The problem, of course, is that I have too many memories. He’s everywhere. Almost every single place I’ve lived, he’s been there. In my favorite city, he’s a co-star of my best moments. I can’t sleep at night because our last few conversations rewind and fast forward in my head, pausing at my worst parts and my worst lines and my worst mistakes. I’m like a football coach, studying the footage, circling the gaps, pinpointing where and when I should have feinted right instead of bulldozing forward. I can’t sleep because my brain keeps haunting my eyeballs. It’s a real dick, my brain. It sends visual middle fingers every chance it gets.

I sleep and I cry and I eat Taco Bell and I walk around my neighborhood like a zombie, listening to Al Green’s “How Can You Mend a Broken Heart.” Then, to stop myself from walking into the middle of the road, I listen to Iggy Azalea’s “Fancy,” followed by the terribly-sung middle-school ballad “Mexican Wrestler” by a preteen Emma Roberts.

Do not listen to that song. It is bad.

I listened to it thirty times.

My hands touch the pages of my planner, flipping through the months. I want to fast-forward my life. I can’t do the hard work. Intellectually, of course, I know time is the only solution. But I can’t wait anymore. I can’t do it.

The day after it happened, I washed my hands, squinting at my red-faced reflection. I used to like my hazel eyes. Now I hated them. He used to say that every time he looked into them, he felt like he knew exactly what I was thinking. He felt like we were having a private conversation, speaking a language no one else understood.

I turned to one of my friends. He took my eyes, I said. He took my eyes.

And my friend, a warm, rational person, said, He took nothing. Your eyes belong to you.

It hurts and it hurts and it hurts because I don’t hate him.
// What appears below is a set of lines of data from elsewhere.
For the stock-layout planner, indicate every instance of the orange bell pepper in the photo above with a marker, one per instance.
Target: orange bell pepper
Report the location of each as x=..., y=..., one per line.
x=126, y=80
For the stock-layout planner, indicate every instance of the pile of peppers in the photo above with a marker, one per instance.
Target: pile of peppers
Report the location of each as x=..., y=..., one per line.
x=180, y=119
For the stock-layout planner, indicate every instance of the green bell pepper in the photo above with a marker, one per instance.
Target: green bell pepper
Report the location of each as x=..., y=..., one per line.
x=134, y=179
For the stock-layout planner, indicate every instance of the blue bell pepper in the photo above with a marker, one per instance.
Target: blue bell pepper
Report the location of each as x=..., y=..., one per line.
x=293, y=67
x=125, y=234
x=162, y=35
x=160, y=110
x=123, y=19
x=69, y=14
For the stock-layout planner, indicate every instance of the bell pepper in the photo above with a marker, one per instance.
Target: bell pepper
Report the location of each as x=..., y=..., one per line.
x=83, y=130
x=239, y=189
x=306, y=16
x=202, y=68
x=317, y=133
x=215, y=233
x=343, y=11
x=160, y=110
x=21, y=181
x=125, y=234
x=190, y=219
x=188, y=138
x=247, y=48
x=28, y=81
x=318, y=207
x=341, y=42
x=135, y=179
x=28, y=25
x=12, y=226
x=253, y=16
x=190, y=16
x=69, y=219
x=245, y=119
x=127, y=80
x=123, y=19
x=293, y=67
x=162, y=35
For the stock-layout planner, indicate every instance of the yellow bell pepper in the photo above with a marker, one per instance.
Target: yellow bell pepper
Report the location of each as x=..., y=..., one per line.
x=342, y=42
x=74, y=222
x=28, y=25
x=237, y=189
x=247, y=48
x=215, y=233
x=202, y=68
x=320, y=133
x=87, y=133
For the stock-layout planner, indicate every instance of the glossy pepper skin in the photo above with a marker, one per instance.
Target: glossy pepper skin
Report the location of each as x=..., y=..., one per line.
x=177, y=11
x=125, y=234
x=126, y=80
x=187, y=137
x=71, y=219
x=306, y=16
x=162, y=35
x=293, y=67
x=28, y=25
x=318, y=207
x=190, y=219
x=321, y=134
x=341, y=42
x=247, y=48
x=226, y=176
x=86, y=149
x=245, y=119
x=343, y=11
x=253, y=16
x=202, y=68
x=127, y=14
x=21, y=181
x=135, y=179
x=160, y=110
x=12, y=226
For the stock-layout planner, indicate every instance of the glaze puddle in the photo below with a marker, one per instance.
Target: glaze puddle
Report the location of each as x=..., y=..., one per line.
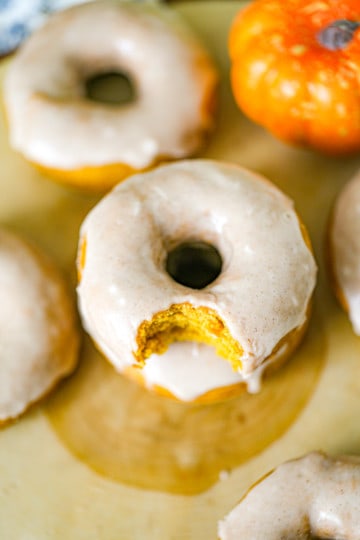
x=132, y=436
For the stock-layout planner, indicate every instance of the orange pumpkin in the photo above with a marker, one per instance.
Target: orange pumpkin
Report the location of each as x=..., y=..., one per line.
x=296, y=70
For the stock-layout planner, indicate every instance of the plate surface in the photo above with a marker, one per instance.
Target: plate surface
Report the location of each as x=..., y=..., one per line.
x=103, y=459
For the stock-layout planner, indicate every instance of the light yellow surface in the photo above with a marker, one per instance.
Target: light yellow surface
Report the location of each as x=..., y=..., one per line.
x=48, y=494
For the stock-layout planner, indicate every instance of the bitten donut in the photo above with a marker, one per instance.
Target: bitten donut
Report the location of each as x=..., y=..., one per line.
x=344, y=250
x=38, y=330
x=141, y=249
x=314, y=496
x=93, y=144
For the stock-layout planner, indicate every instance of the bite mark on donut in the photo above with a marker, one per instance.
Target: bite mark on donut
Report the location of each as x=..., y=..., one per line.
x=184, y=322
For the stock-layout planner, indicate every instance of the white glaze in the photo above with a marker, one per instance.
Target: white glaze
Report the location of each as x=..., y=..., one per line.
x=52, y=124
x=345, y=247
x=189, y=370
x=38, y=340
x=268, y=272
x=315, y=494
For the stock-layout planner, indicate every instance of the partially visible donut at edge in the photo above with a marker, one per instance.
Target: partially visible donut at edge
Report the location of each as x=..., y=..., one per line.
x=39, y=332
x=254, y=313
x=95, y=145
x=344, y=249
x=315, y=496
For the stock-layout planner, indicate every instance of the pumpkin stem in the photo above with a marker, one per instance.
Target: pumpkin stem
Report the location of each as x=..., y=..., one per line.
x=337, y=34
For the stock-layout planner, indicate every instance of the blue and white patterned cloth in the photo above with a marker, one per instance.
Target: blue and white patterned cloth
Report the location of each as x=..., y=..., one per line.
x=18, y=18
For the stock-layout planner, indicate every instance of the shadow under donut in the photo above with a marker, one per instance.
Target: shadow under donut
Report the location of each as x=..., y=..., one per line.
x=133, y=436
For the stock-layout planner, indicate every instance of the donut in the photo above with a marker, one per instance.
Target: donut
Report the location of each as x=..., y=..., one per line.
x=147, y=272
x=344, y=250
x=38, y=327
x=92, y=144
x=313, y=496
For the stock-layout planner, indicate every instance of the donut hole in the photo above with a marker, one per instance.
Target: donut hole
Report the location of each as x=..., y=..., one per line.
x=194, y=264
x=113, y=87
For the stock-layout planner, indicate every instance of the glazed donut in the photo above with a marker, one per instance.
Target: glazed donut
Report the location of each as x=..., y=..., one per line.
x=314, y=496
x=89, y=144
x=38, y=329
x=133, y=304
x=344, y=250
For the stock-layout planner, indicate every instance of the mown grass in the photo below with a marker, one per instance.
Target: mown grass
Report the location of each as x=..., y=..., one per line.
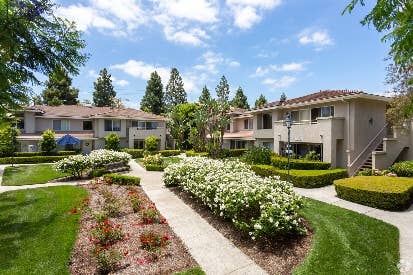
x=30, y=174
x=346, y=242
x=37, y=232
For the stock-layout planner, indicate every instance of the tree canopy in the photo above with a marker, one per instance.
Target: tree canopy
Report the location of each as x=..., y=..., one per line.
x=240, y=100
x=261, y=100
x=153, y=100
x=104, y=93
x=58, y=89
x=175, y=93
x=33, y=40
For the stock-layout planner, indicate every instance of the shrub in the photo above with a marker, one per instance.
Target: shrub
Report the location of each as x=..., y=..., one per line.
x=169, y=153
x=47, y=142
x=258, y=155
x=298, y=164
x=27, y=160
x=259, y=206
x=231, y=153
x=403, y=169
x=196, y=154
x=74, y=165
x=135, y=153
x=390, y=193
x=112, y=142
x=151, y=143
x=121, y=179
x=302, y=178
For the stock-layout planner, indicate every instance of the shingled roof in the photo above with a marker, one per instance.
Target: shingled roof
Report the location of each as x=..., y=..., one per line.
x=91, y=112
x=321, y=95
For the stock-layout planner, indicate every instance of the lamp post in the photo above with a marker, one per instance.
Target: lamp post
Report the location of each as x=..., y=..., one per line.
x=288, y=123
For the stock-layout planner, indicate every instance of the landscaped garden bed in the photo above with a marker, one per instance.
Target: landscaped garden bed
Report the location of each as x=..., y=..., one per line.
x=385, y=192
x=122, y=231
x=302, y=178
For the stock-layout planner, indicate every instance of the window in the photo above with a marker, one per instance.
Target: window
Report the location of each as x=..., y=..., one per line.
x=267, y=121
x=112, y=125
x=87, y=125
x=139, y=144
x=61, y=125
x=326, y=111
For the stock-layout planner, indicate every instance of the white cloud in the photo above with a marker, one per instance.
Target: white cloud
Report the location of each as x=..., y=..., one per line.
x=247, y=13
x=283, y=82
x=319, y=38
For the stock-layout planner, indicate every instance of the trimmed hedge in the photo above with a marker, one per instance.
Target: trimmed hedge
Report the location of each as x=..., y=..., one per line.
x=299, y=164
x=121, y=179
x=154, y=167
x=302, y=178
x=28, y=160
x=390, y=193
x=196, y=154
x=34, y=154
x=402, y=169
x=135, y=153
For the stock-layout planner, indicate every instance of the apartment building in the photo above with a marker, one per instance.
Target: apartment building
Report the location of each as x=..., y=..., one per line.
x=90, y=125
x=346, y=128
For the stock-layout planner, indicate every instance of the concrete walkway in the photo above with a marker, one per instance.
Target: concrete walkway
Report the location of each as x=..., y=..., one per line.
x=214, y=253
x=402, y=220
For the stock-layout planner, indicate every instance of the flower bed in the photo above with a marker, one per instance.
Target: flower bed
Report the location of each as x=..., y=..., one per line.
x=302, y=178
x=260, y=206
x=391, y=193
x=137, y=240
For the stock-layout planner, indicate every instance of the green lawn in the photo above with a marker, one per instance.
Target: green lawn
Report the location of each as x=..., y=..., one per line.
x=37, y=233
x=30, y=174
x=348, y=243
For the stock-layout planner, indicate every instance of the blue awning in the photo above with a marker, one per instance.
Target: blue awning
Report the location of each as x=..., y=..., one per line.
x=68, y=140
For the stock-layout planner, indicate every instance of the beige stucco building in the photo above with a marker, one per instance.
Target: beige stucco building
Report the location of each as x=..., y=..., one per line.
x=90, y=125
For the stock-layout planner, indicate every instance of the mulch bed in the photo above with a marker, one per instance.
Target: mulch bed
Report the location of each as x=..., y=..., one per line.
x=274, y=256
x=136, y=260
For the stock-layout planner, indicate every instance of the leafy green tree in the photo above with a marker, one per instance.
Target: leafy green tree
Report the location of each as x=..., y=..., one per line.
x=104, y=91
x=181, y=121
x=8, y=141
x=33, y=41
x=394, y=18
x=153, y=100
x=261, y=100
x=112, y=142
x=283, y=97
x=47, y=142
x=240, y=100
x=151, y=144
x=175, y=93
x=58, y=89
x=205, y=96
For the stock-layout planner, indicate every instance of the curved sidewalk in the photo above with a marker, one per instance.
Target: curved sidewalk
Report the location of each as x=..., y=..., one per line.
x=214, y=253
x=402, y=220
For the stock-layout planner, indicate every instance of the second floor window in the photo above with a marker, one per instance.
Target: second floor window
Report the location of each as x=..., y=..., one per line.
x=112, y=125
x=61, y=125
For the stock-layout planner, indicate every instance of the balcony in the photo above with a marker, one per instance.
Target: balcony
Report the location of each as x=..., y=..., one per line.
x=328, y=128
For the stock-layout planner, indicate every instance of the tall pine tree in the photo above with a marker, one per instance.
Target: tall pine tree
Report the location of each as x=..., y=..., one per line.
x=205, y=96
x=58, y=89
x=261, y=100
x=104, y=92
x=153, y=100
x=240, y=100
x=175, y=93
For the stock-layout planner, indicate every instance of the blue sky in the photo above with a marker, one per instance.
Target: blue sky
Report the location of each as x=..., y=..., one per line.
x=264, y=46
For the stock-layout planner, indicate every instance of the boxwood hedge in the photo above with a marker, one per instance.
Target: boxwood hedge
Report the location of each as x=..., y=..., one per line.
x=302, y=178
x=390, y=193
x=299, y=164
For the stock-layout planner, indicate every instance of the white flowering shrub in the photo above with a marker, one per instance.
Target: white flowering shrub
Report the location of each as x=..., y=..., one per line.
x=98, y=158
x=74, y=165
x=260, y=206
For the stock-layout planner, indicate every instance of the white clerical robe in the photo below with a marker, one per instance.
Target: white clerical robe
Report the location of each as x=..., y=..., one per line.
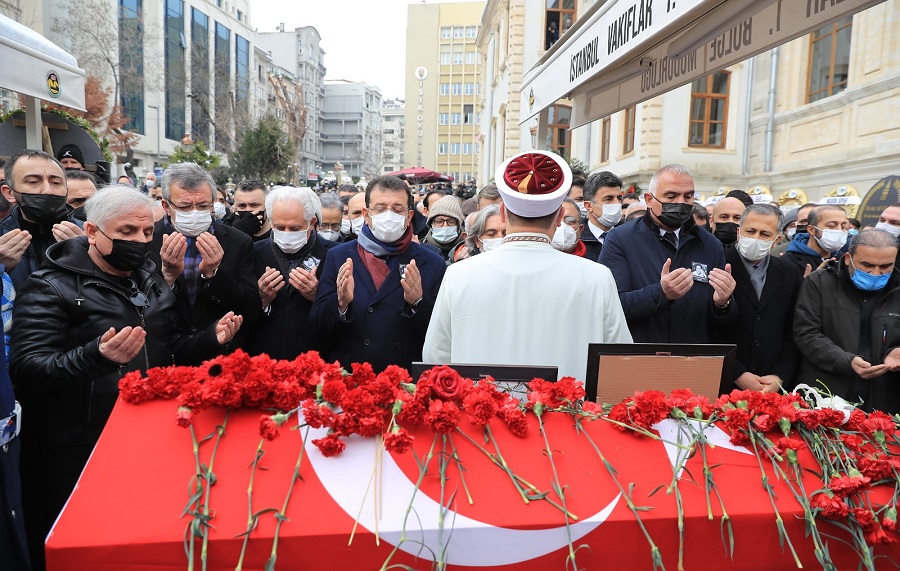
x=525, y=303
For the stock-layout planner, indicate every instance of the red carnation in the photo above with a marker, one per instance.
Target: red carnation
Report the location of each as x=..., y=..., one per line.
x=183, y=417
x=268, y=428
x=829, y=506
x=399, y=441
x=446, y=382
x=329, y=446
x=443, y=416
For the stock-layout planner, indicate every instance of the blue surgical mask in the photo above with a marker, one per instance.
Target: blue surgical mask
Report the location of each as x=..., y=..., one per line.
x=866, y=281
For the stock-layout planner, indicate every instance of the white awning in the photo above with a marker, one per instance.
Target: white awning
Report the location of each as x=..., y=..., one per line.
x=34, y=66
x=623, y=52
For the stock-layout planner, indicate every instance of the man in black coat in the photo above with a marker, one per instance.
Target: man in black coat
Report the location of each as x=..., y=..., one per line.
x=288, y=267
x=207, y=264
x=765, y=293
x=94, y=312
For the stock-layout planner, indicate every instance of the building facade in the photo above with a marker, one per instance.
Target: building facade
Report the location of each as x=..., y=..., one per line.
x=351, y=128
x=299, y=51
x=442, y=88
x=393, y=134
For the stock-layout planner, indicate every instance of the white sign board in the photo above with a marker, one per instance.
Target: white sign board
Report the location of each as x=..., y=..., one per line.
x=774, y=24
x=616, y=30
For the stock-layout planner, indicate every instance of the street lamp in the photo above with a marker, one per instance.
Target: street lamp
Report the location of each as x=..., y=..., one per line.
x=158, y=129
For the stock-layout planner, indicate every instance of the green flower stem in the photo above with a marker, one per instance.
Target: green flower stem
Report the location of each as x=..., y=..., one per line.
x=423, y=471
x=280, y=516
x=654, y=549
x=210, y=479
x=251, y=519
x=559, y=492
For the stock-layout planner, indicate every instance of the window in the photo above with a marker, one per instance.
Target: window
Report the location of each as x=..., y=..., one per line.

It would be so easy to hate him.

It would fill me with self-righteous rage. It would let me list all the horrible things he did. It would grant me a vengeful purpose. I’d be Carrie covered in pig’s blood, ready to wreak chaos. I’d be the Bride in Kill Bill, stalking those who have betrayed her with ruthless purpose. I’d be that sarcastic piggy bank in Toy Story, tossing quips at an astonishing pace.

But I don’t hate him.

And I never will.

I’ll share one memory. Just one.

Years ago, I woke up with a red, swollen foot. I couldn’t even walk on it. Even though it was around six or seven in the morning, I woke him up. He sat up, bleary-eyed, his hair sticking up on the left side of his head like a rooster. I pointed to my foot. It hurts!

His hands touched his dresser, searching for his glasses. He usually wore contacts, but this was an emergency. He plopped them on his head, rubbing his eyes. I poked him. It hurts!

And then he sprinted down the early morning streets of Washington Heights to Duane Reade to buy ibuprofen.

I think that’s the one memory I can’t bear to lose. It’s his sleepy face, his hair spiky like a scarecrow, trying to find his black-rimmed glasses, pulling on his sneakers, and running to the pharmacy even when he could have walked. He chose to run. He was there when it hurt.

Yesterday, I was in the car, staring out the window, crying. Nobody is ever going to buy me ibuprofen at seven in the morning again, I said.

And my sister, a warm, rational person, said, I will.

I’m writing all this down because I want to remember it. I want to make myself believe and trust the people who have come forward to offer me support and affection and tenderness. I’m writing all this down because there is so much love in their words. But I can’t make myself believe it just yet.

Because I want the kind man with the kind heart to come back.

Because I am a person with no eyes, stumbling in the dark, reciting a poem by W.S. Merwin over and over again in her head like a sick joke…

Your absence has gone through me

Like thread through a needle.

Everything I do is stitched with its color.